Au plus tard depuis The Lady from Shanghai (1947) d’Orson Welles, nous savons qu’il n’est pas si facile d’échapper à un labyrinthe de miroirs au cinéma. C’est également ce qui arrive au jeune Elvis Presley (Austin Butler), qui rencontre, lors d’une fête foraine, le « colonel » Tom Parker (Tom Hanks), un homme louche et rusé, et tombe littéralement entre ses griffes. Cet homme chevronné du show-business, véritable personnage méphistophélique, propose au jeune musicien de devenir son manager et de l’aider à accéder à la gloire et à la richesse…
Avec *Elvis*, le réalisateur et scénariste australien Baz Luhrmann fait son retour au grand écran après *Gatsby le Magnifique* (2014). Ce biopic est raconté du point de vue du colonel Parker qui, à un âge avancé, se remémore cet artiste d’exception et se défend contre les accusations selon lesquelles il serait responsable du déclin de la star. Il souhaite bien plus se présenter comme le véritable créateur d’Elvis. Ainsi, la dichotomie du monde du spectacle, entre aspiration sincère et exploitation éhontée, constitue les deux pôles sur lesquels Baz Luhrmann articule sa biographie cinématographique de près de trois heures consacrée au « King of Pop ». Le titre du film tient ses promesses, car Elvis en est le thème central. Il semble toutefois vide de sens. Il y a bien l’acteur Austin Butler, qui, du moins dans les scènes de concerts, correspond à l’image du King. On trouve par ailleurs, disséminées de manière extradigétique, des réinterprétations de chansons d’Elvis qui commentent de manière peu subtile, à travers les paroles, les étapes importantes de sa vie : « I can’t help falling in love with you », « I’m caught in a trap / I can’t walk out ». De plus, les compositions orchestrales de la bande originale s’inspirent des refrains entraînants du musicien.

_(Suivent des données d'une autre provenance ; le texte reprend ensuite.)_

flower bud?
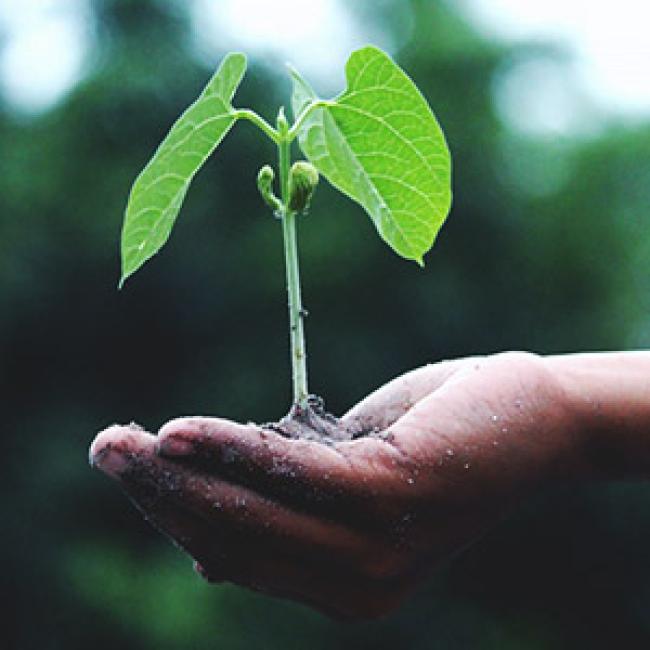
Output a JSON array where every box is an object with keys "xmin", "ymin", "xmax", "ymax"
[
  {"xmin": 257, "ymin": 165, "xmax": 282, "ymax": 211},
  {"xmin": 289, "ymin": 160, "xmax": 318, "ymax": 213}
]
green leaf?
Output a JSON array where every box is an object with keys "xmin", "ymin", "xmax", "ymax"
[
  {"xmin": 120, "ymin": 53, "xmax": 246, "ymax": 286},
  {"xmin": 291, "ymin": 46, "xmax": 451, "ymax": 264}
]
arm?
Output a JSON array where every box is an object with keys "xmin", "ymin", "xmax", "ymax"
[
  {"xmin": 91, "ymin": 353, "xmax": 650, "ymax": 618},
  {"xmin": 547, "ymin": 352, "xmax": 650, "ymax": 478}
]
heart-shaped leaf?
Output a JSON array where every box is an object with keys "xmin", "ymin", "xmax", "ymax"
[
  {"xmin": 120, "ymin": 53, "xmax": 246, "ymax": 286},
  {"xmin": 291, "ymin": 46, "xmax": 451, "ymax": 264}
]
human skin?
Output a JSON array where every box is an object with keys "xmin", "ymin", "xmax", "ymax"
[{"xmin": 90, "ymin": 352, "xmax": 650, "ymax": 619}]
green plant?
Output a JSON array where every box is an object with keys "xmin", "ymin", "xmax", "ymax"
[{"xmin": 120, "ymin": 46, "xmax": 451, "ymax": 408}]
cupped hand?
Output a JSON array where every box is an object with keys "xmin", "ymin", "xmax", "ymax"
[{"xmin": 90, "ymin": 353, "xmax": 582, "ymax": 619}]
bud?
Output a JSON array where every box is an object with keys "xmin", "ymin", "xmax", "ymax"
[
  {"xmin": 257, "ymin": 165, "xmax": 282, "ymax": 212},
  {"xmin": 289, "ymin": 160, "xmax": 318, "ymax": 213}
]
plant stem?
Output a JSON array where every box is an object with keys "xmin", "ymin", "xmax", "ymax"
[{"xmin": 278, "ymin": 111, "xmax": 309, "ymax": 410}]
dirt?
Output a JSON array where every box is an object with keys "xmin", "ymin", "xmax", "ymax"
[{"xmin": 262, "ymin": 395, "xmax": 379, "ymax": 444}]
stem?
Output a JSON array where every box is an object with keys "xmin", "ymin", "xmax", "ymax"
[
  {"xmin": 234, "ymin": 108, "xmax": 280, "ymax": 144},
  {"xmin": 277, "ymin": 111, "xmax": 309, "ymax": 410}
]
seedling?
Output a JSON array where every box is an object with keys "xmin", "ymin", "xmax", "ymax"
[{"xmin": 120, "ymin": 46, "xmax": 451, "ymax": 430}]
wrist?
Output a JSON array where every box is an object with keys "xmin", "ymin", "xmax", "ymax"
[{"xmin": 546, "ymin": 352, "xmax": 650, "ymax": 479}]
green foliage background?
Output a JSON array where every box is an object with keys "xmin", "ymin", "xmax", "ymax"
[{"xmin": 0, "ymin": 0, "xmax": 650, "ymax": 650}]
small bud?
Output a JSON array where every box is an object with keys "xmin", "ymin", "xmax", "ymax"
[
  {"xmin": 289, "ymin": 160, "xmax": 318, "ymax": 213},
  {"xmin": 257, "ymin": 165, "xmax": 282, "ymax": 212}
]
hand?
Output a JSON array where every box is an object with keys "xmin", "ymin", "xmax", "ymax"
[{"xmin": 90, "ymin": 353, "xmax": 583, "ymax": 618}]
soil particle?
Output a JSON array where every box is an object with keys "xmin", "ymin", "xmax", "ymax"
[{"xmin": 262, "ymin": 395, "xmax": 379, "ymax": 445}]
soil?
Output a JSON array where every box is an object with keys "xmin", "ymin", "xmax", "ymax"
[{"xmin": 262, "ymin": 395, "xmax": 379, "ymax": 444}]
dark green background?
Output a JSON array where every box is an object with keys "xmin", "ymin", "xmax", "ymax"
[{"xmin": 5, "ymin": 0, "xmax": 650, "ymax": 650}]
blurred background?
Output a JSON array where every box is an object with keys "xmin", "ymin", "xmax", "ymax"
[{"xmin": 0, "ymin": 0, "xmax": 650, "ymax": 650}]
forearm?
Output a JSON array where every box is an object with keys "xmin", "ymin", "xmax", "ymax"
[{"xmin": 547, "ymin": 352, "xmax": 650, "ymax": 478}]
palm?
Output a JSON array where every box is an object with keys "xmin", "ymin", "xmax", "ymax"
[{"xmin": 91, "ymin": 354, "xmax": 573, "ymax": 617}]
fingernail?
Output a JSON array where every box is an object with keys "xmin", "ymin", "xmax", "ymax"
[{"xmin": 158, "ymin": 437, "xmax": 194, "ymax": 456}]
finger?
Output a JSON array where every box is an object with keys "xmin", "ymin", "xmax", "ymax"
[
  {"xmin": 341, "ymin": 359, "xmax": 472, "ymax": 434},
  {"xmin": 91, "ymin": 420, "xmax": 381, "ymax": 566},
  {"xmin": 91, "ymin": 427, "xmax": 412, "ymax": 617},
  {"xmin": 158, "ymin": 417, "xmax": 405, "ymax": 521}
]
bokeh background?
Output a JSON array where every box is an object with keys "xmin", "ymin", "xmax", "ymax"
[{"xmin": 0, "ymin": 0, "xmax": 650, "ymax": 650}]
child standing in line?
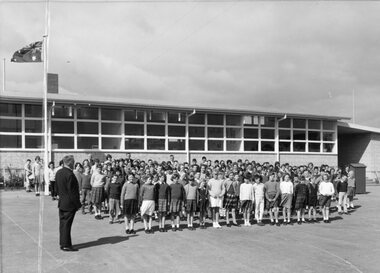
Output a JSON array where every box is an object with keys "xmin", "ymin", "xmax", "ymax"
[
  {"xmin": 170, "ymin": 173, "xmax": 186, "ymax": 231},
  {"xmin": 120, "ymin": 173, "xmax": 139, "ymax": 234},
  {"xmin": 239, "ymin": 173, "xmax": 255, "ymax": 227},
  {"xmin": 108, "ymin": 174, "xmax": 122, "ymax": 224},
  {"xmin": 156, "ymin": 174, "xmax": 170, "ymax": 232},
  {"xmin": 184, "ymin": 174, "xmax": 198, "ymax": 230}
]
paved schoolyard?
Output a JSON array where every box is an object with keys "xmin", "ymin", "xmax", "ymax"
[{"xmin": 0, "ymin": 186, "xmax": 380, "ymax": 273}]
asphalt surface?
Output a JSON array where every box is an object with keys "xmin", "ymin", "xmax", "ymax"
[{"xmin": 0, "ymin": 186, "xmax": 380, "ymax": 273}]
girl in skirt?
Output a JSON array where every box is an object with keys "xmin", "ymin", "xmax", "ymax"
[
  {"xmin": 140, "ymin": 175, "xmax": 156, "ymax": 234},
  {"xmin": 120, "ymin": 173, "xmax": 139, "ymax": 234}
]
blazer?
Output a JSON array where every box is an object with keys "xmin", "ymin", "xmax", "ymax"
[{"xmin": 55, "ymin": 167, "xmax": 82, "ymax": 211}]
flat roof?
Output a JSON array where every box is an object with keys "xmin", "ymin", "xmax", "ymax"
[{"xmin": 0, "ymin": 92, "xmax": 351, "ymax": 120}]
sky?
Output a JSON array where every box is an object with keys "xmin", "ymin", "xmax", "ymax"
[{"xmin": 0, "ymin": 0, "xmax": 380, "ymax": 128}]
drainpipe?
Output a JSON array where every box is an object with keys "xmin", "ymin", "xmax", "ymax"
[
  {"xmin": 276, "ymin": 114, "xmax": 288, "ymax": 162},
  {"xmin": 186, "ymin": 109, "xmax": 196, "ymax": 164}
]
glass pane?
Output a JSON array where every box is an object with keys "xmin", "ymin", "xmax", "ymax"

La force de Luhrmann a toujours résidé dans sa capacité à célébrer et à subvertir à la fois l’apparence, grâce à une mise en scène particulièrement intense de celle-ci. Il suffit de penser aux histoires d’amour de *Roméo + Juliette* (1996 ou 2001), dans lesquelles le style de Luhrmann s’harmonisait encore avec la démarche narrative postmoderne. Elvis semble toutefois ne pas parvenir à se décider : faut-il idéaliser cette profusion d’Elvis ou plutôt la considérer avec du recul ? À aucun moment Luhrmann ne nous lie de manière cohérente et exclusive à la perspective du manager ; il laisse sans cesse de la place à l’univers personnel de l’artiste lui-même, sans pour autant aborder véritablement les excès et les abîmes de la star : les tournants décisifs de la vie du musicien semblent en effet trop rapidement expédiés, de sorte que le film frôle toujours de justesse l’iconoclasme.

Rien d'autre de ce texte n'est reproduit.